^You're now talking about certain methods of income redistribution, not really about free markets vs regulated markets. I think these, while related, are completely separate issues. As a direct answer to your question, yes, there is a contradiction, because people cannot value things correctly when they don't have both all the necessary information about the value of things, and adequate skills and knowledge to evaluate that information. The more complex things become, requiring specialized knowledge and skills, the harder it becomes to assess things correctly.

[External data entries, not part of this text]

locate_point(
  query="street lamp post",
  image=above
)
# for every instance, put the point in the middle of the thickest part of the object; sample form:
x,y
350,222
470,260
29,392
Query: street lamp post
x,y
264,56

Government is a company, just like any other, although it happens to be (in theory) owned by everyone, and it has the capability to rewrite the rules of the game. The rules that govern this company, its managers and employees, do not differ, in principle, from those that govern private limited companies, unless the rules are changed to either favor or handicap one or the other. Agree? So just like for the employees of the private company, there needs to be controls in place to make sure the worker does his job properly, regardless of his/her self-interests, and whether they're working for a public or private organization. Working for a company does not equate just dealing with your own cash and personal direct responsibility, the checks needs to be in place in both cases. Actually I'd even go as far to say, having worked both for the private and public sector, that in a public sector job I'm MORE inclined to do what's good for the general population, since it IS my tax money I'm dealing with, whereas in a private company I am less concerned about the future of the company, since if it does go under, another one will replace it and most people won't even notice. Operating a one man shop or acting as a major shareholder in a corporation are special cases.